CONCURRENT - ALEX CALDWELL & KATIE OHE
When Alex Caldwell sent us a video featuring the beautiful circling Monsoon sculptures by Katie Ohe we were at once enthralled! The connection can be made quite quickly with their sleek surfaces and minimalist forms, it sounds like the two of them have known each other for quite some time. It is great to see their works together in a single space. Come in and give Katie's work a spin, become hypnotized!
I have had the privilege of knowing Katie Ohe since 1981, after choosing sculpture as my major field of study at the Alberta College of Art and Design. Katie taught second year fundamentals then and teaches there to this day. Her obvious talent, passion and attention to detail, has always been an inspiration to me and countless others. Her deep understanding of space, and the ability to work with metal of all types, coupled with her sensitivity to form has never ceased to amaze me. I am proud to in this show my work in conjunction with hers, she is a great friend.
|Alex Caldwell, 7 Red Rings, 2013|
I am a Calgary based artist. I work primarily as a sculptor. My main focus has been to explore and develop kinetic/ participation/ installation sculpture. My sculptures are idea driven.
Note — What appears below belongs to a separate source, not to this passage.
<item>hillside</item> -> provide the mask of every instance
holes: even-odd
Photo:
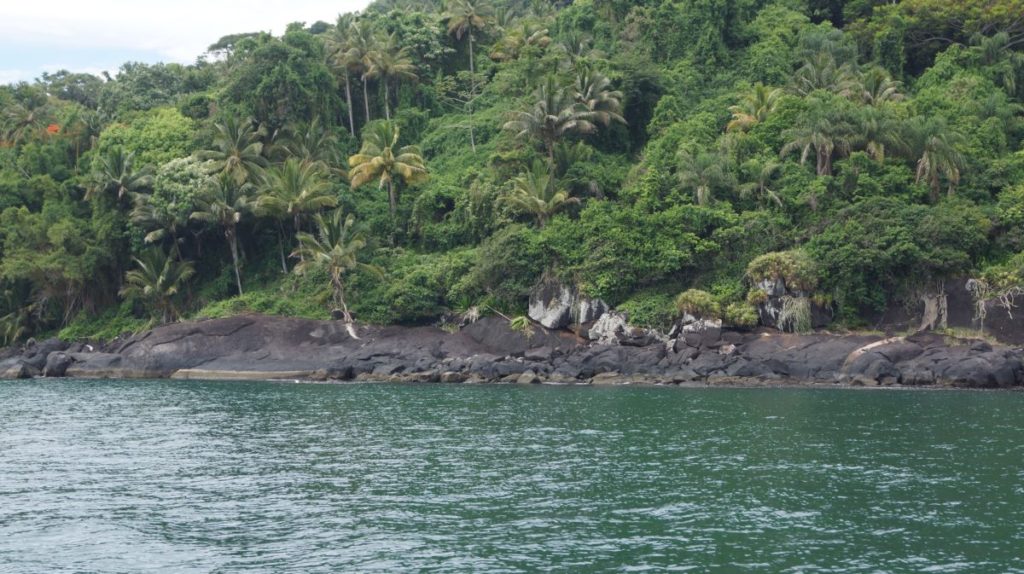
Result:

Ideas come from everyday experience. Sculptures "MONSOON", "WEEPING BEES", "TYPHOON", express my interest in how the eye perceives form, and space in motion. Resting on the floor, each form and rotary system is unique. When the forms are in rotary motion, optically, each displays a unique movement, and spatial relationship, that the mind and eye cannot immediately comprehend logically. The "objects" surfaces are smooth and tactile, inviting touch to set the sculptures in motion. Color is integral to the essence of the idea. The scale of each element of the sculpture is considered personable, friendly and approachable, provoking participation, a sense of play and communion.
I work with many media, however my preferred material is steel (welded). I can purchase the material, as a pre-formed sheet, rod, pipe, elbow, dome etc. The hardness of the material is important for the precision, and durability of the systems that allow the sculptures freedom of movement through touch.